U.S. and NATO efforts to bolster Afghanistan’s nascent military forces is well behind schedule due to increased violence in the country by a resurgent Taliban, according to a top American commander.
“This intense period of combat interfered with the glide slope we were on. The assumptions we made about our timelines, we have to re-look based upon the high casualties they took,” General John Nicholson, the U.S. commander in Afghanistan, told Reuters.
That re-look, according to Nicholson, could force U.S. military leaders to again reconsider the White House’s troop withdrawal plans for Afghanistan.
Nicholson declined to comment on specific timelines or troop figures, but noted his assessment of the country’s fragile security situation would be delivered to Congress by June.

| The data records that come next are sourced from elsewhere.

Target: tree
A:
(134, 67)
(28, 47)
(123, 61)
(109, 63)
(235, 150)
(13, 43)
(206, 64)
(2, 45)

The 9,800-man U.S. force currently in Afghanistan is slated to drop down to 5,500 by 2017, according to the Obama administration’s plan.
But the Taliban’s violent resurgence last year, culminating in the group briefly retaking the northern Afghanistan city of Kunduz last September, prompted Nicholson’s predecessor, Gen. John Campbell, to retain the 9,800-man U.S. force in country through 2017.
U.S. and NATO commanders officially ended their combat mission in Afghanistan in December 2014.
Since then, American and allied forces have focused on training and advising indigenous forces in the country.